Growing security concerns have prompted Immigration and Customs Enforcement officials to advise employees against using the Zoom videoconferencing service.
Agency employees and contractors have been told not to install the client software on any ICE equipment or use it for internal agency conversations, according to an April 9 internal memo from ICE CIO Rachelle Henderson.
Henderson cited public reports indicated that "vulnerabilities with the Zoom client showed that it can install client and server software on its host without the host's approval." That client software vulnerability, she wrote, "puts shared mission or sensitive data, the video feed, and audio feeds in jeopardy of eavesdropping, possibly recording, and defacement."

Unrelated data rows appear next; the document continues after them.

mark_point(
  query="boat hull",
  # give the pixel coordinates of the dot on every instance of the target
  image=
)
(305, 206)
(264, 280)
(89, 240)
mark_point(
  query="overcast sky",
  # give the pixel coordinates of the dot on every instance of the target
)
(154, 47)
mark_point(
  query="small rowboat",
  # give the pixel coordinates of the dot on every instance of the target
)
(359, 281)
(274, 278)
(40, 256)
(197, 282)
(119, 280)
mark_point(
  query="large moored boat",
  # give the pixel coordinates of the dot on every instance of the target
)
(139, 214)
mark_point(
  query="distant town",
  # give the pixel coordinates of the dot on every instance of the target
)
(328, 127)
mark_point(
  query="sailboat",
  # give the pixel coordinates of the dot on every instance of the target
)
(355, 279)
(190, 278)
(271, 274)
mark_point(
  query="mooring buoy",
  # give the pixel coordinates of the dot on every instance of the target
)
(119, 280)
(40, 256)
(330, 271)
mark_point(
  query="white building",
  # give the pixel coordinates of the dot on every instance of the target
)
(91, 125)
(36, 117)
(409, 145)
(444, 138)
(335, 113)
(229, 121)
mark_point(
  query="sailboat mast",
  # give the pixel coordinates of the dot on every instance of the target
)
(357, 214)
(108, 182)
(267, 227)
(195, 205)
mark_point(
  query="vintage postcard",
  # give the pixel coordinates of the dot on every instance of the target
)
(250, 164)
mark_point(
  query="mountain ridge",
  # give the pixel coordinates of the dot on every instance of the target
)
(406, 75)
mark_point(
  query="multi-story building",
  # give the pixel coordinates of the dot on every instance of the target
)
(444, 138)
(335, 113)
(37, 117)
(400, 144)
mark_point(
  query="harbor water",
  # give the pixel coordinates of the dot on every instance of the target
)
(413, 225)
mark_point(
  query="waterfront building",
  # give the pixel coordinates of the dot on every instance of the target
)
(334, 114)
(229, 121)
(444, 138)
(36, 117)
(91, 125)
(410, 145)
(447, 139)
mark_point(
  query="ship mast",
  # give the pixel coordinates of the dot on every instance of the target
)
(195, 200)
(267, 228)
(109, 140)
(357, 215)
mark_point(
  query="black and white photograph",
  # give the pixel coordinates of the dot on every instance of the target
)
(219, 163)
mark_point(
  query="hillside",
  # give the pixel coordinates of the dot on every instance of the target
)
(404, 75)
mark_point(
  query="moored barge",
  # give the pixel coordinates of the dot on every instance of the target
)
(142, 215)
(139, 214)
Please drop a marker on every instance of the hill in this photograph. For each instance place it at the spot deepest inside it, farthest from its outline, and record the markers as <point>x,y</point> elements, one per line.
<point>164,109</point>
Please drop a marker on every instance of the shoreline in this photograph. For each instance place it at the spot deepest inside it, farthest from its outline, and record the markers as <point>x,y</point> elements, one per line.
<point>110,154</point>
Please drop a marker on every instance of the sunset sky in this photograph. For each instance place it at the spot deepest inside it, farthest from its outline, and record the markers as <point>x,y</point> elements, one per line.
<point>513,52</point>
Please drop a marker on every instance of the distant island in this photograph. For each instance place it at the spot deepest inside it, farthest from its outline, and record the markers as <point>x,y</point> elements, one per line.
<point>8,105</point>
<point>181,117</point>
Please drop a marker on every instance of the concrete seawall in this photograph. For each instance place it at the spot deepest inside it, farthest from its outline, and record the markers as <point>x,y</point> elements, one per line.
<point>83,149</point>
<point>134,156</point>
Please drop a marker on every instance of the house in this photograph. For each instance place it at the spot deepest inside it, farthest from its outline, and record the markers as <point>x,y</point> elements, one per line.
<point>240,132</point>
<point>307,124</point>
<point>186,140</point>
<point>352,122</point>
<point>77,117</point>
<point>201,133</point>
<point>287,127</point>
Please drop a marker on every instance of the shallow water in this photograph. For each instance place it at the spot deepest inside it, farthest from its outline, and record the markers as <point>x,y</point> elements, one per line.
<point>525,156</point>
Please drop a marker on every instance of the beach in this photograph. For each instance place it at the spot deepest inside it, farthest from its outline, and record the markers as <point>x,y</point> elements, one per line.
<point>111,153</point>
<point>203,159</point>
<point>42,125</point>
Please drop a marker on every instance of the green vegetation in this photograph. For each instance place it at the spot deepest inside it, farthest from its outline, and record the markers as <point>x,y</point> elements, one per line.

ICE employees can still join Zoom meetings initiated from outside the agency if they don't share or upload agency information and if the connection is through a browser such as Chrome that doesn't require installing the Zoom client software, the memo said.
Henderson advised ICE staff to use Skype or Microsoft Teams for video calling to both internal and external users. ICE, said the memo, is also implementing the WebEx platform for larger video conferencing needs.
ICE is the latest federal agency to warn its users to steer clear of the free Zoom teleconferencing. Federal agencies began to take note of the use of Zoom as the push towards wider use of telework began in March. The FBI cautioned at the end of March that some Zoom teleconferences were being "zoom-bombed" by unauthorized participants. It warned that new users of the services should familiarize themselves with the details of accessing it.
The General Services Administration and the Department of Homeland Security's Cybersecurity and Infrastructure Security Agency (CISA) are pointing feds interested in using Zoom away from the free version and toward the Zoom for Government service, which has been approved by the Federal Risk and Authorization Management Program and which is available through GSA's acquisition schedules.
"The Zoom for Government (government community cloud) platform is FedRAMP Authorized at the Federal Information Security Modernization Act (FISMA) moderate level," said a joint statement from GSA and CISA. "CISA and FedRAMP issued joint best practices to federal departments and agencies about the use of the Zoom for Government conferencing software on federal IT systems."
A Zoom spokesperson clarified in an April 10 email that Zoom for Government "is a distinct product and a separate platform not connected in any way to the Zoom Commercial platform" and is housed in a separate Amazon Web Services cloud hosted solely in the U.S. and accessible by the U.S. government and authorized contractors.